Remarks to a National Forum on Social Security in Kansas City, Missouri
April 7, 1998

    Thank you very much, ladies and gentlemen. Good morning. Thank you, 
Governor Carnahan, for your leadership on so 
many areas and your friendship. I'd like to thank the leaders of this 
fine institution for welcoming us here and for the mission they perform 
every day.

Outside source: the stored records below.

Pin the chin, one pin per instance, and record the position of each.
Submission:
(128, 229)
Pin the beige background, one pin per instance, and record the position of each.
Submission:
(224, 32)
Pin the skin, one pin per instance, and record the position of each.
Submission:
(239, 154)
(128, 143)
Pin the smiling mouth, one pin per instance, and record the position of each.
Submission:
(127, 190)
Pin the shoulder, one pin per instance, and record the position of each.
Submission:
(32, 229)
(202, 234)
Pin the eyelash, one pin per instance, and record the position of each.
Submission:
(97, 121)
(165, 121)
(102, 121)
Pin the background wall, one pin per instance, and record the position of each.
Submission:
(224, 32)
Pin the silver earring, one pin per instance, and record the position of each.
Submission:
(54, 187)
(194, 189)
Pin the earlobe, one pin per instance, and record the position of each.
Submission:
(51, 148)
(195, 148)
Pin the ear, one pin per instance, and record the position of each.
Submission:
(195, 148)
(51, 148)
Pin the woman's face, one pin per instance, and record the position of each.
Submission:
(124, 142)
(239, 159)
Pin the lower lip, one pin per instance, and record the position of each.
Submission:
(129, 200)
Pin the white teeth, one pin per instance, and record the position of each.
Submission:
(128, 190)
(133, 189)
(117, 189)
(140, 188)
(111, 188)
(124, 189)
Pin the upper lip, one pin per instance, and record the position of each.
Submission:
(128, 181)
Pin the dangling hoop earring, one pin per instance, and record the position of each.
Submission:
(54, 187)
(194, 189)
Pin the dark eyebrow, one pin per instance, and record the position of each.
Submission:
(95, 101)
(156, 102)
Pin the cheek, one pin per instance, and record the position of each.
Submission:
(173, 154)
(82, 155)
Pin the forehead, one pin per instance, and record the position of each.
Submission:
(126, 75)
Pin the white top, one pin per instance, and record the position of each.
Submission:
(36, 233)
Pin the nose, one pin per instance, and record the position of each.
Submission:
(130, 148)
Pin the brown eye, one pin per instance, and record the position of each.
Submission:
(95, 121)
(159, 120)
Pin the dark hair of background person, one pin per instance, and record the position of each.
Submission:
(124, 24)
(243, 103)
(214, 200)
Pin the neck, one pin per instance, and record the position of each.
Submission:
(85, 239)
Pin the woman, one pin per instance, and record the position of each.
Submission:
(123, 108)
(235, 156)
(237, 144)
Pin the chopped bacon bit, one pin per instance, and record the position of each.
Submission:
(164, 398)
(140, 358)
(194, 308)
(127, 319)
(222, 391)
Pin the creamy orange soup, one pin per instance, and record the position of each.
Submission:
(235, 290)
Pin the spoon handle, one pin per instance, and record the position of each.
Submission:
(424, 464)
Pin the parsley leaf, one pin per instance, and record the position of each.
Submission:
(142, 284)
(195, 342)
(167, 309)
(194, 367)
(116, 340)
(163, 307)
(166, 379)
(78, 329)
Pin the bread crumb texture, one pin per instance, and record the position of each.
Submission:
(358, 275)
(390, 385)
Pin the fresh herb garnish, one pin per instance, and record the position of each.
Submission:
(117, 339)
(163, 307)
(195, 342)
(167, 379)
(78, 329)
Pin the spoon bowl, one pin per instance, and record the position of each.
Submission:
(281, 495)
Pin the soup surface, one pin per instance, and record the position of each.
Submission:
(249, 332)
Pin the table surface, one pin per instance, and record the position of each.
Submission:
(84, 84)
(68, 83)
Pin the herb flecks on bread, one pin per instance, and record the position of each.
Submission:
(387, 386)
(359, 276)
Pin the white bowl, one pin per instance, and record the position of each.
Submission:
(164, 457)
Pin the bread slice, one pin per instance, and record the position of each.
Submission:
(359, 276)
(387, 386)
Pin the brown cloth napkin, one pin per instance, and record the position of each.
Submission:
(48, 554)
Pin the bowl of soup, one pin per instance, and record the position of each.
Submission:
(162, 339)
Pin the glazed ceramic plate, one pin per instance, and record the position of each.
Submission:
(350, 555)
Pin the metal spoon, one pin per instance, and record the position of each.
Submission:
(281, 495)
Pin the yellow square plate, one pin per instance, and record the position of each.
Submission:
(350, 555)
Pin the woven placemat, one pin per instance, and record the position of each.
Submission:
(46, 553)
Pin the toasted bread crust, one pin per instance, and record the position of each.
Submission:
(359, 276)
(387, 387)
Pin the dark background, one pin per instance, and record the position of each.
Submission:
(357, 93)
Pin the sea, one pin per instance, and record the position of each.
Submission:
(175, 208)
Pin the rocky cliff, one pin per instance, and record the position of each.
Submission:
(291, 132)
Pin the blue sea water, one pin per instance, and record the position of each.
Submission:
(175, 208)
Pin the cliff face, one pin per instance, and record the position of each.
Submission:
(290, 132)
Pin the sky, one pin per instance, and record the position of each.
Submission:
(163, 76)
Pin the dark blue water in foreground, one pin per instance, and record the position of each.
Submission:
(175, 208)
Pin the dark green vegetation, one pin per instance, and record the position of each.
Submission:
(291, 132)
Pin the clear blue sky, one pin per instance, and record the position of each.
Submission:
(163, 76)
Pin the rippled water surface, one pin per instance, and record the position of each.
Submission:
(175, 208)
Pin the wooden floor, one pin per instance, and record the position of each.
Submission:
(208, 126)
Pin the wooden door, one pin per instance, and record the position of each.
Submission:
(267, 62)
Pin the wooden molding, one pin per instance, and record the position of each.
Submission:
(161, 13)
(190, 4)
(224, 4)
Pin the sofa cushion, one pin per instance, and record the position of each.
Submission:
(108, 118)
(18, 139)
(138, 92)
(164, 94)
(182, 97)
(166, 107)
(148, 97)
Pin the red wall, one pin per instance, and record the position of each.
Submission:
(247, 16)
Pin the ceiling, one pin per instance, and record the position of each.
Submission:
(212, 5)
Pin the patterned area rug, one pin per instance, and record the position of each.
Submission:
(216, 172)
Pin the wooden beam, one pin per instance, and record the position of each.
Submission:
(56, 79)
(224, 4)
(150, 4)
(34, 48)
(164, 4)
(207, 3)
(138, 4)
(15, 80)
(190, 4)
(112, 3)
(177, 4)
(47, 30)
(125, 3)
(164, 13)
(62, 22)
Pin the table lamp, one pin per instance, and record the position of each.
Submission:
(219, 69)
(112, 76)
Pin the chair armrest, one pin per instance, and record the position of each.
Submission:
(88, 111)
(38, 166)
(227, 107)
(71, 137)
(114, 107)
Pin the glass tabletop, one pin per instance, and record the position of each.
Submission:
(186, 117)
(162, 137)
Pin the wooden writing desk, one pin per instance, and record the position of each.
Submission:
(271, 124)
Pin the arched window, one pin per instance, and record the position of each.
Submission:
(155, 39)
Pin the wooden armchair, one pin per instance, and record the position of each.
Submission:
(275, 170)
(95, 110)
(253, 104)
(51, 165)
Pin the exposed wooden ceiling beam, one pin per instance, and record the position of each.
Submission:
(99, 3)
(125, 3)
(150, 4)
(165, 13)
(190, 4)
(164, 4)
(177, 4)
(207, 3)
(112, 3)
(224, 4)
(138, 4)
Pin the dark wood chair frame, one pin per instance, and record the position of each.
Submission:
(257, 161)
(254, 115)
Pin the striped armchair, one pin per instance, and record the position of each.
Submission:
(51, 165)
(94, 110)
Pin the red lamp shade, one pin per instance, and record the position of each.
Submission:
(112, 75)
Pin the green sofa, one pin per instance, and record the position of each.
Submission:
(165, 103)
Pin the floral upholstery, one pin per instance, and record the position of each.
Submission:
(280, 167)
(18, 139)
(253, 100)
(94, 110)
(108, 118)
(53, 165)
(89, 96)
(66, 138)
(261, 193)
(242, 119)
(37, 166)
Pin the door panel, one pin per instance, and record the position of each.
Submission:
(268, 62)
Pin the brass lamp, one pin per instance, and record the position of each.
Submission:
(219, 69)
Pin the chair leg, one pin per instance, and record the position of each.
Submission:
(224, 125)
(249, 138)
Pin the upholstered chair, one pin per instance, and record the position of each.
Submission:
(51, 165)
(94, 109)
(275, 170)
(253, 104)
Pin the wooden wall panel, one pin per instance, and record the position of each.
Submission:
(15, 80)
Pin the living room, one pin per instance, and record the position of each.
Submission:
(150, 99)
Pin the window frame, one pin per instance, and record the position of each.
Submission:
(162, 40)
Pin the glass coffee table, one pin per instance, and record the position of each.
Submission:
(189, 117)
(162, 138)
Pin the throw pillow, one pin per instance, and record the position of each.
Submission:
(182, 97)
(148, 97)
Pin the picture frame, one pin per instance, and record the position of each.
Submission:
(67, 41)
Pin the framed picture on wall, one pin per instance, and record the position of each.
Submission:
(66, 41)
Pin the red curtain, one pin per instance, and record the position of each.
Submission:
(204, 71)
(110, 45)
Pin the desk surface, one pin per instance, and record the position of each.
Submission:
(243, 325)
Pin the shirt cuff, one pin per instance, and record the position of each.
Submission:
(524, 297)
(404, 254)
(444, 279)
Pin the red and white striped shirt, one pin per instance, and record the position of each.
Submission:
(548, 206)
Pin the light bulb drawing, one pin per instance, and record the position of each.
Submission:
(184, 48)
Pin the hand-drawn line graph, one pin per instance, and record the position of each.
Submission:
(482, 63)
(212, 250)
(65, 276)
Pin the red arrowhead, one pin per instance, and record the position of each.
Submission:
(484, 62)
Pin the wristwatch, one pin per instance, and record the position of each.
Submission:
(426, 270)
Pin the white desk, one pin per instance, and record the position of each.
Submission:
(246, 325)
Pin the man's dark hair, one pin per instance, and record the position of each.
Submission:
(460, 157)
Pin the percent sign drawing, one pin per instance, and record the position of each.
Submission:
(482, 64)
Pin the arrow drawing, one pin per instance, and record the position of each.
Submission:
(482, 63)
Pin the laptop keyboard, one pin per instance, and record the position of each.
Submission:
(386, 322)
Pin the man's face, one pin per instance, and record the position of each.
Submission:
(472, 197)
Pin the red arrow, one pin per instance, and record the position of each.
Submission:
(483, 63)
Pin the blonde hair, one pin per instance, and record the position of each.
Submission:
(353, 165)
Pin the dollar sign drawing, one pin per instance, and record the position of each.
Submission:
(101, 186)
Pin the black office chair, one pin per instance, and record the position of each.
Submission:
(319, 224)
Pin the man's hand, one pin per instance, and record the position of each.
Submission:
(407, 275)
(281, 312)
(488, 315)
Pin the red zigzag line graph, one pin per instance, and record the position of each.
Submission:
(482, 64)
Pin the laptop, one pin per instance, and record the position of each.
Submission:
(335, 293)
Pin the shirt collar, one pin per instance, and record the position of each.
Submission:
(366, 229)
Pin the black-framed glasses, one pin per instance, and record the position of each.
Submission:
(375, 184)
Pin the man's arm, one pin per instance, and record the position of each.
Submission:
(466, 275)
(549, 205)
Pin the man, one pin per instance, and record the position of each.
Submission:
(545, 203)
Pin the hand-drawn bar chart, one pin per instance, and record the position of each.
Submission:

I thank Senators Kerrey and 
Santorum for their concern--longstanding--for 
Social Security reform and their presence here, and Representatives 
Hulshof and Pomeroy, who are participating in the program, and Representative 
McCarthy and also Representative David 
Dreier from California, who is a native of 
Kansas City, who are here.
    I thank the members of our administration who have come, who will be 
participating: the Director of the Office of Management and Budget, 
Frank Raines; the Deputy Secretary of the 
Treasury, Larry Summers; the Director of 
the National Economic Council, Gene Sperling; 
and the Administrator of Social Security, Ken Apfel.
    Attorney General Nixon, Treasurer 
Graeber, Insurance Commissioner 
Sebelius, thank you all for being here. 
Mayor Cleaver, thank you for hosting us. 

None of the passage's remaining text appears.